Bayern 2


1

Chemie des Backens Plätzchen und Kuchen mit alternativen Zutaten backen

Plätzchen bestehen meist aus Butter, Zucker und Weizenmehl. Bitter, wenn man die meiden muss. Zum Glück gibt es Plätzchen mit alternativen Mehlen und Süßungsmitteln.

Stand: 07.12.2018

Wie ersetzt man Weizenmehl?

Mehl ohne Stärke verbindet sich nicht mit Wasser.

Weizenmehl beim Backen zu ersetzen ist nicht ganz einfach, denn dann fehlt der Kleister: Das Mehl enthält Stärke, das aus Körnern besteht, die mit Wasser aufquellen. Stärkekörner enthalten die Moleküle Amylose und Amylopektin, die sich beim Erhitzen lösen und ab etwa 60 Grad schlagartig verkleben. Es bildet sich ein Teig. Mischt man Mehl ohne Stärke mit Wasser, bekommt man nur Wasser mit Pulver. Was also tun, wenn man auf Weizenmehl verzichten muss? Was verbindet Zutaten genauso gut?

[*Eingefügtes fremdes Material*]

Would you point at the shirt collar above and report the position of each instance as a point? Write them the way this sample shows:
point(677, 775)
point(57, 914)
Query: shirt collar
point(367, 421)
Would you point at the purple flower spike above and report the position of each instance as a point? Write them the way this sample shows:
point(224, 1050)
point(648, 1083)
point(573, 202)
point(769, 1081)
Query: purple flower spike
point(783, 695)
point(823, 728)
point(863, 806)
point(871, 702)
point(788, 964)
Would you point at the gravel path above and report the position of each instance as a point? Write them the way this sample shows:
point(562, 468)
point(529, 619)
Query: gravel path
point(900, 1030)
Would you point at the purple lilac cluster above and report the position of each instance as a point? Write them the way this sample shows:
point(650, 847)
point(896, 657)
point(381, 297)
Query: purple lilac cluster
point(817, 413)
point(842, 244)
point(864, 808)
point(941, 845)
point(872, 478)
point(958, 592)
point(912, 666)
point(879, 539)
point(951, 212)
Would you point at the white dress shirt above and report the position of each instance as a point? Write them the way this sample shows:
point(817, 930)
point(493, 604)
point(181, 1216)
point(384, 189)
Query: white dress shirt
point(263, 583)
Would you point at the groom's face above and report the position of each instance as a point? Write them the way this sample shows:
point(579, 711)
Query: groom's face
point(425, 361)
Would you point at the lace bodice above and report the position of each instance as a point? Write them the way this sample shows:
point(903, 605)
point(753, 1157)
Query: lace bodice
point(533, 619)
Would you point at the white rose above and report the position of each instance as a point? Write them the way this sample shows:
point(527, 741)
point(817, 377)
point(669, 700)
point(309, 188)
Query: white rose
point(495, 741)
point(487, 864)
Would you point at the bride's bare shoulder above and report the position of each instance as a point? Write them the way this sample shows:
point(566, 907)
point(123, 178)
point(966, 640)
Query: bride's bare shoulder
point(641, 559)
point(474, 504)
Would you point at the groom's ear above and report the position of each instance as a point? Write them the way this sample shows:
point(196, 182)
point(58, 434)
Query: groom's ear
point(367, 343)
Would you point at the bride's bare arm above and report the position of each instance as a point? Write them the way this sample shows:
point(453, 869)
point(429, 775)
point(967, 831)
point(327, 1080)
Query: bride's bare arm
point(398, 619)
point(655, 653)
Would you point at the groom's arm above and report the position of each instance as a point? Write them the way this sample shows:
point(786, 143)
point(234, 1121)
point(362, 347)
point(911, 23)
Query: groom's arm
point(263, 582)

"Als Alternativen für das Mehl kann man Kokosmehl verwenden oder Mandelmehl. Und für eine etwas feinere Konsistenz auch Zitrusfaser oder Bambusfaser. [Man kann auch] Johannisbrotkernmehl oder Guarkernmehl verwenden, damit der Teig gut bindet. Und natürlich werden Eier ganz häufig verwendet. Die halten den Teig auch zusammen, und für herzhafte Backwaren auch Flohsamenschalen oder Leinsamenmehl."

Marina Lommel, Ernährungswissenschaftlerin

Ersatzstoffe kurz erklärt

  • Was ist Johannisbrotkernmehl? Johannisbrotkernmehl ist ein Bindemittel. Es wird gewonnen aus den Samen des Johannisbrotbaums. In jeder Schote des Baumes stecken fünf bis acht dunkle Kerne und diese werden zu einem feinen Mehl gemahlen. Johannisbrotbaumsamen enthalten langkettige Kohlenhydrate und sind aus den Zuckern Mannose und Galaktose zusammengesetzt. Johannisbrotkernmehl kann große Mengen an Wasser binden. Auf Zutatenlisten ist es als E 410 zu finden.
  • Was ist Guarkernmehl?: Guarkernmehl wird aus einem Teil des Samens der Guarpflanze (Cyamopsis tetragonolobus) gewonnen, dem sogenannten Endosperm. Wie Johannisbrotkernmehl enthält Guarkernmehl langkettige Kohlenhydrate und ist aus den Zuckern Mannose und Galaktose zusammengesetzt. Auch Guarkernmehl kann große Mengen an Wasser binden und wird als Verdickungs- und Geliermittel sowie Füllstoff eingesetzt. Auf Zutatenlisten ist es als E 412 zu finden. Guarkernmehl und Johannisbrotkernmehl werden häufig zusammen verwendet.
  • Bambusfaser: wird aus der Bambuspflanze gewonnen und ist ein Bindemittel. Bambusfasern eignen sich zum Bestäuben, Bemehlen und Teig ausrollen. Hat eine geringere Wasserbindefähigkeit als Zitrusfaser, Johannisbrotkernmehl und Guarkernmehl.
  • Zitrusfaser: wird aus entsafteten, entölten und getrockneten Zitrusfrüchten gewonnen. Zitrusfasern haben eine starke Wasserbindekraft, eignen sich aber weniger gut zum Bemehlen als Bambusfasern. Wird auch gerne zur Verdickung von Soßen und Cremes verwendet.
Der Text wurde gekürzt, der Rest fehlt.